Syrische und russische Kampfjets hatten gestern um 10 Uhr Ortszeit ihre Bombardements eingestellt - nach den heftigsten Angriffen seit Ausbruch des Konflikts in den Wochen zuvor. Schoigu kündigte zudem den Rückzug der syrischen Armee an, so dass Kämpfer den Osten der Stadt durch zwei der acht Korridore verlassen könnten. Alle weiteren "Notausgänge" seien für die Zivilbevölkerung vorgesehen.

Der Westen kritisierte die angekündigte Pause angesichts der katastrophalen humanitären Lage vor Ort als zu kurz. Noch immer leben rund 250.000 Menschen in den Rebellengebieten im Osten Aleppos. Sie leiden unter einem massiven Mangel an Wasser, Nahrung und medizinischer Versorgung. Daher forderte Bundesaußenminister Frank-Walter Steinmeier eine längere Waffenruhe: "Mehr ist möglich, und mehr ist auch ein Gebot der Menschlichkeit." Auch UN-Organisationen reagierten skeptisch - sie fordern klare Sicherheitsgarantien für ihre Mitarbeiter, die bislang aber von keiner Seite vorlägen. Demgegenüber bezeichnete Russlands Außenminister Sergej Lawrow die vorgezogene Kampfpause als "Geste des guten Willens".

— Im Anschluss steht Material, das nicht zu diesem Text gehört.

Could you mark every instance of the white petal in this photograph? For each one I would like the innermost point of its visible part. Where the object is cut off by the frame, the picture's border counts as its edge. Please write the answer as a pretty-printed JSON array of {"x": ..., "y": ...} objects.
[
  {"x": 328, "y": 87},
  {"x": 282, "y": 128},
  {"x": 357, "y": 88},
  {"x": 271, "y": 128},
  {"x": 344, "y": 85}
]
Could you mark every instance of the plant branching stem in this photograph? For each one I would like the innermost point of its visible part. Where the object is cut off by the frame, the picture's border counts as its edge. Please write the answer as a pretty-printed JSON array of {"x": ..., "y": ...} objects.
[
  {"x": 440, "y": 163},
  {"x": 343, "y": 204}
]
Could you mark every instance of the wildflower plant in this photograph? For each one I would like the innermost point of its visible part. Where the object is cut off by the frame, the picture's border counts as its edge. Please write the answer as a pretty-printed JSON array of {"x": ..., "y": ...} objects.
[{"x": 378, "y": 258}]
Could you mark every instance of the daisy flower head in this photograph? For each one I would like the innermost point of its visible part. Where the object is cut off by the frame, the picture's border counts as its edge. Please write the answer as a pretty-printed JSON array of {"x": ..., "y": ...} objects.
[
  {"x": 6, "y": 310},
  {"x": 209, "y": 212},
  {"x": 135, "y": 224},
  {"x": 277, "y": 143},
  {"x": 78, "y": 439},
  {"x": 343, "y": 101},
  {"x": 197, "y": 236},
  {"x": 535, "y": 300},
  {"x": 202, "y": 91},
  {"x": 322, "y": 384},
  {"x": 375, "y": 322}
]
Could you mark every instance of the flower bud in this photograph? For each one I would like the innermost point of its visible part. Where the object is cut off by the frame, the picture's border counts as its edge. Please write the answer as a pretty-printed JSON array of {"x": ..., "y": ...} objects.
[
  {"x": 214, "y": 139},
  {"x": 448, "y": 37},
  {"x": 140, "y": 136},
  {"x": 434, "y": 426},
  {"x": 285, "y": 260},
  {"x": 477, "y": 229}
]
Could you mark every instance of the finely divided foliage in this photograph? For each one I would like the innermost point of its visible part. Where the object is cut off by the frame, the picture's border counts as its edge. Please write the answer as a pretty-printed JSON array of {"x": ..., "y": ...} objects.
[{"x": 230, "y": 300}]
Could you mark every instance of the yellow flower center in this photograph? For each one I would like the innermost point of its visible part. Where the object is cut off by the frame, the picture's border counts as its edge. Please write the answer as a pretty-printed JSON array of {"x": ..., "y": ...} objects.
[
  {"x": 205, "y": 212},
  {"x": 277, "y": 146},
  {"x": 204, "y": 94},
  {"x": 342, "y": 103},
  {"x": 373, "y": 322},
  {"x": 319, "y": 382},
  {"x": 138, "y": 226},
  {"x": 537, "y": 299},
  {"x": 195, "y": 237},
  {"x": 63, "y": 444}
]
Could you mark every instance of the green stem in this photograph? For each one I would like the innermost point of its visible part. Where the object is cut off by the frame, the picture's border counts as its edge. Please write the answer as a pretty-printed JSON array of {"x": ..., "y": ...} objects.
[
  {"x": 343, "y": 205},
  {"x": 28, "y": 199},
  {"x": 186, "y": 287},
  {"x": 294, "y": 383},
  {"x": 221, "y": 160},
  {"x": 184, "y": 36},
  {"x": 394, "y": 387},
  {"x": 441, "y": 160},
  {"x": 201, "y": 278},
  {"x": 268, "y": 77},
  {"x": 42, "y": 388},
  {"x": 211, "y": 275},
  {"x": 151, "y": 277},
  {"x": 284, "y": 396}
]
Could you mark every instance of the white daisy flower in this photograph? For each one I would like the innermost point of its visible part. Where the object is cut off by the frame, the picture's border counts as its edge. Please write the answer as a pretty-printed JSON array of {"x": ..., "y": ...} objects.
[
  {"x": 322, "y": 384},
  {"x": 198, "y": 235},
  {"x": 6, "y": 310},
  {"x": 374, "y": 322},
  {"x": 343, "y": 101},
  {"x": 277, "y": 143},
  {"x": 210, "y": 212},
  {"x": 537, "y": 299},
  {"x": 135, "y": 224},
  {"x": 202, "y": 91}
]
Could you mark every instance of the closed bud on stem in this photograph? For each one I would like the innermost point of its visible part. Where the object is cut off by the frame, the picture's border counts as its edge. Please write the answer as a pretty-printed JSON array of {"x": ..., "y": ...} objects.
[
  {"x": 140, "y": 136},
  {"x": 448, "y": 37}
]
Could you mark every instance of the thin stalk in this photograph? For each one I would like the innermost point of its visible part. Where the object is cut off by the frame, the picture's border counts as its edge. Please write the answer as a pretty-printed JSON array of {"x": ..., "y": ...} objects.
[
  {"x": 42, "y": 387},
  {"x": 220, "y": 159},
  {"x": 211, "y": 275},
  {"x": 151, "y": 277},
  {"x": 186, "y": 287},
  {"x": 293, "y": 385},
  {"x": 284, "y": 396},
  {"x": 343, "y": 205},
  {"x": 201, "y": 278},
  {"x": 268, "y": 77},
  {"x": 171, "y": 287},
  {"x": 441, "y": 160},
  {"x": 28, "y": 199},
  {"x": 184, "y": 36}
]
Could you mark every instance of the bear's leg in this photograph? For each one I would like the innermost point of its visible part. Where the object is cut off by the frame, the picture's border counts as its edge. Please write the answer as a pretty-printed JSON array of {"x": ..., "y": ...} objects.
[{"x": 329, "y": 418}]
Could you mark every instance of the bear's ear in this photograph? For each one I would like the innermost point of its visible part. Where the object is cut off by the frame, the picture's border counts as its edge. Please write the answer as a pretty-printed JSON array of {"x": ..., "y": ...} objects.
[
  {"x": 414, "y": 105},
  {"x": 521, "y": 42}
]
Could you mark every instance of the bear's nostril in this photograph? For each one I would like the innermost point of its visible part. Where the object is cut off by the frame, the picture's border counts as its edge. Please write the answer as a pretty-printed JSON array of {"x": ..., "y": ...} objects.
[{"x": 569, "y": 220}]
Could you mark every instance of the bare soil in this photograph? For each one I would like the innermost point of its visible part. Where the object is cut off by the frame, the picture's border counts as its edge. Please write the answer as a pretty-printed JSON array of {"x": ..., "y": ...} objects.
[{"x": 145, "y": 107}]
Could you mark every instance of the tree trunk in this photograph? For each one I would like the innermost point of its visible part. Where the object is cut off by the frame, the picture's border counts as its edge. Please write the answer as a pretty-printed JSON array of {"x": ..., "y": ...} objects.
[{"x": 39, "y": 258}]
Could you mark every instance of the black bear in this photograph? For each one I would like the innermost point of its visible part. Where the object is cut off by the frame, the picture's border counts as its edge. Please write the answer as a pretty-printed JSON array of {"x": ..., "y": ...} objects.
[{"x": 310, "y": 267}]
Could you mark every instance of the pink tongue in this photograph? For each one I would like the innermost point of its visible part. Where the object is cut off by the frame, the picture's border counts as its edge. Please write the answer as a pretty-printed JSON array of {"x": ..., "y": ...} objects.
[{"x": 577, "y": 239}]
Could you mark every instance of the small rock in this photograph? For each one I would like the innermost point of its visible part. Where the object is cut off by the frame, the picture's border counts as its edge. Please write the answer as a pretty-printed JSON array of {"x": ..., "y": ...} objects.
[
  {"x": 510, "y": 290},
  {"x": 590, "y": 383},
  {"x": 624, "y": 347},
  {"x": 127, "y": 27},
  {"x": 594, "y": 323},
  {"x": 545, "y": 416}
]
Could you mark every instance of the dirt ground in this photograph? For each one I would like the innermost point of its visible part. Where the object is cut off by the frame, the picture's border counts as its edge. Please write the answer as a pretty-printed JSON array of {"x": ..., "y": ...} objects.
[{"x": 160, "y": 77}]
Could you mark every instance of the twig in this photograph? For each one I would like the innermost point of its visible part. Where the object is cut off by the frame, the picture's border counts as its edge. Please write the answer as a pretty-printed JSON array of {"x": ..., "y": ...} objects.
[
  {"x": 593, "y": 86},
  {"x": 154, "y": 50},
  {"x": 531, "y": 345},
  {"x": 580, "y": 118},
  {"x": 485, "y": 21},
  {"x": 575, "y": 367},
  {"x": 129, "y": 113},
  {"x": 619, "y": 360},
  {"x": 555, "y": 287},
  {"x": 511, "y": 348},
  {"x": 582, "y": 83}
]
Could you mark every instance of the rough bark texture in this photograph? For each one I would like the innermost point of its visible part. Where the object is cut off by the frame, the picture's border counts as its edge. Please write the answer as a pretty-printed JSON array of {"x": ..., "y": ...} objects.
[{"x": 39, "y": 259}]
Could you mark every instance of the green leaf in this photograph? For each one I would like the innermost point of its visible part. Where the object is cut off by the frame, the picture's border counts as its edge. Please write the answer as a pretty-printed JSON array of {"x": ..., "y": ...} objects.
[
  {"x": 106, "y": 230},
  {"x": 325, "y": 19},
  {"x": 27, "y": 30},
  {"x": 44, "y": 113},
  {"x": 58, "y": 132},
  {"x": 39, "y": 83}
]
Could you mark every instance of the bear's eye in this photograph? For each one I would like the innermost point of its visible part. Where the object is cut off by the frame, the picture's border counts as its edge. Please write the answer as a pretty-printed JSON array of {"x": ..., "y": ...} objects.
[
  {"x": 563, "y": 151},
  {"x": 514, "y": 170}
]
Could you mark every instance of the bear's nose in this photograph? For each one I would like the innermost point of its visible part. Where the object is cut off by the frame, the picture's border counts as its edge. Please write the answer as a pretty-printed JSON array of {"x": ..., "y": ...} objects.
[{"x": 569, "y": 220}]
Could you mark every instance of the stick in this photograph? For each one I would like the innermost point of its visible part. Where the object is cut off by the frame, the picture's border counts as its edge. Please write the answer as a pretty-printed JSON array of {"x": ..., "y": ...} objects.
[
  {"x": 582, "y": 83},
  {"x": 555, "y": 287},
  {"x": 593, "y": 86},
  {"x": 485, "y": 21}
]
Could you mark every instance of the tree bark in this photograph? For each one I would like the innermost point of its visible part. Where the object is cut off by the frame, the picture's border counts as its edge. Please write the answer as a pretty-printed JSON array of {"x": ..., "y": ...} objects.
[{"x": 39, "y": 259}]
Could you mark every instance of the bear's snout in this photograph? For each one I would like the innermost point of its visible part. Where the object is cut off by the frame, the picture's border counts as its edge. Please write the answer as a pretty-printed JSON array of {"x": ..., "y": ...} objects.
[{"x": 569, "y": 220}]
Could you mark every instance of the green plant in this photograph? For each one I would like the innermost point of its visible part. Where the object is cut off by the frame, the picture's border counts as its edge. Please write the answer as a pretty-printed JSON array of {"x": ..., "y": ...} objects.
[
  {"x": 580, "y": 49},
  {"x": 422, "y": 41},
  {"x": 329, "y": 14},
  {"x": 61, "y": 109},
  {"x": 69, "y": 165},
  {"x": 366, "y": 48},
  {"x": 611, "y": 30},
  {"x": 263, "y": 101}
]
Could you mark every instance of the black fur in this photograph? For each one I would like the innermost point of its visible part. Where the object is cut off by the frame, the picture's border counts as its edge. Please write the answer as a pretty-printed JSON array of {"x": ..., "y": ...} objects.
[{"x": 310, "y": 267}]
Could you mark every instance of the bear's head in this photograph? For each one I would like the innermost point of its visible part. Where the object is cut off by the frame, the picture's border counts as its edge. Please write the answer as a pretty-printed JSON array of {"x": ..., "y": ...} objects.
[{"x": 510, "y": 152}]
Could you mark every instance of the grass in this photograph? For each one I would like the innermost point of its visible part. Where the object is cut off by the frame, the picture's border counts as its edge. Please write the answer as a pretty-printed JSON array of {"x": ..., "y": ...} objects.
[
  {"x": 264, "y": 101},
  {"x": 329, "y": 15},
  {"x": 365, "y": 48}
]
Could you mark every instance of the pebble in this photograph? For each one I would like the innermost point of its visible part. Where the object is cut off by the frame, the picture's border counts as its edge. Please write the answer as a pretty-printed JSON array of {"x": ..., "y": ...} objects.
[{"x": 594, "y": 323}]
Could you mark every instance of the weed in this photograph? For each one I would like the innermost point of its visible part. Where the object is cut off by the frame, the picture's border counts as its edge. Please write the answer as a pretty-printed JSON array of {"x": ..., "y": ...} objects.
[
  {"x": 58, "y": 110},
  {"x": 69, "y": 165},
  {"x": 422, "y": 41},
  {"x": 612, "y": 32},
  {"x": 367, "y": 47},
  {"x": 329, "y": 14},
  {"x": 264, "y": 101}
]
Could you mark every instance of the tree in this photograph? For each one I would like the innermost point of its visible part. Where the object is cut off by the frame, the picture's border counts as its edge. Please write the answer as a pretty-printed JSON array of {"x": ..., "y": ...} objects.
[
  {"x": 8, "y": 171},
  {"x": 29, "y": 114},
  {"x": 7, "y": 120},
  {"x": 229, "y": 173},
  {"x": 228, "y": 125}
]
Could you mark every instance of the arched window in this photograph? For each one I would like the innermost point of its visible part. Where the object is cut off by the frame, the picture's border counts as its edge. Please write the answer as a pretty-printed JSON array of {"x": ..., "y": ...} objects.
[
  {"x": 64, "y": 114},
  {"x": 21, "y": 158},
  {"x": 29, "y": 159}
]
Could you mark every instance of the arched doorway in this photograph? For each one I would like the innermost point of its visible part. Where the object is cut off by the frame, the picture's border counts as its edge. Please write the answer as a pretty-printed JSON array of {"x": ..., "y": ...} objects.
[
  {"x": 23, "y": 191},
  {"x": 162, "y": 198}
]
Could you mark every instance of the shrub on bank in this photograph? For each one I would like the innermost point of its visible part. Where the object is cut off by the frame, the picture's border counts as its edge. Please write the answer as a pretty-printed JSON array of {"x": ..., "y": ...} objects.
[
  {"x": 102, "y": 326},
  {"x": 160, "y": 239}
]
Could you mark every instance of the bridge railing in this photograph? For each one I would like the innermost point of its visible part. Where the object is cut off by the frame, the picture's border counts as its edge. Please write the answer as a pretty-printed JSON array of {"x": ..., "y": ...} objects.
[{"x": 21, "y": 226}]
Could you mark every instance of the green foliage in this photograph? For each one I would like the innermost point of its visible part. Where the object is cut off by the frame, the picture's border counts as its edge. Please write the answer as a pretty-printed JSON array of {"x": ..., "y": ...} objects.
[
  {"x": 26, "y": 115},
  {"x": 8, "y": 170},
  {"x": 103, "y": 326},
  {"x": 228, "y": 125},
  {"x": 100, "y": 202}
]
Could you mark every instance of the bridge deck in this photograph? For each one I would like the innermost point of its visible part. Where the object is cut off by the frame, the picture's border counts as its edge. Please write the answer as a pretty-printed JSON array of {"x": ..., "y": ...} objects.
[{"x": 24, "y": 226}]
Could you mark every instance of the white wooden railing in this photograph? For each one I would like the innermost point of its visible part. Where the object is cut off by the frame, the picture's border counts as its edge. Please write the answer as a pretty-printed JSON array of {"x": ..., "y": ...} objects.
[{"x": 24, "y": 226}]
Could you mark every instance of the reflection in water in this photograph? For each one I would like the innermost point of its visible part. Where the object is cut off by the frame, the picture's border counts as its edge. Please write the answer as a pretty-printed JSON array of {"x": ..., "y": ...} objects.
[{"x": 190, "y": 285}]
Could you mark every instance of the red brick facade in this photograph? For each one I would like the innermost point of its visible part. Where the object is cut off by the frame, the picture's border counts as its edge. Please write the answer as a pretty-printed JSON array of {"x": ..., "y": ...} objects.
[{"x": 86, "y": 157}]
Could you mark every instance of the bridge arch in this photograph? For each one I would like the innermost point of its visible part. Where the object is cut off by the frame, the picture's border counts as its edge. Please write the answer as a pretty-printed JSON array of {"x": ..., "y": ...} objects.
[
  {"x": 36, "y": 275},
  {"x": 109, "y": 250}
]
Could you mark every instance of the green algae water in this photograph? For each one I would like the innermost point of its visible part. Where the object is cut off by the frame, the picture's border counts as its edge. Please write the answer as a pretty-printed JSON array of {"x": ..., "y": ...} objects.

Seit dem frühen Morgen seien im Konfliktgebiet zwar keine Luftangriffe mehr registriert worden, berichtete der Leiter der Syrischen Beobachtungsstelle für Menschenrechte, Rami Abdul Rahman. Doch er betonte, dass Zivilisten nur von der UN bewachte Fluchtkorridore nutzen würden, damit ein sicherer Abzug mit ihren Kindern gewährleistet werde.

Militärexperten Russlands und der USA sollen heute in Genf über die Lage in Syrien beraten. Russland werde aber auch den Angriff auf die irakische Stadt Mossul beobachten und reagieren, sollten Kämpfer des Islamischen Staates etwa nach Syrien fliehen, kündigte Lawrow an.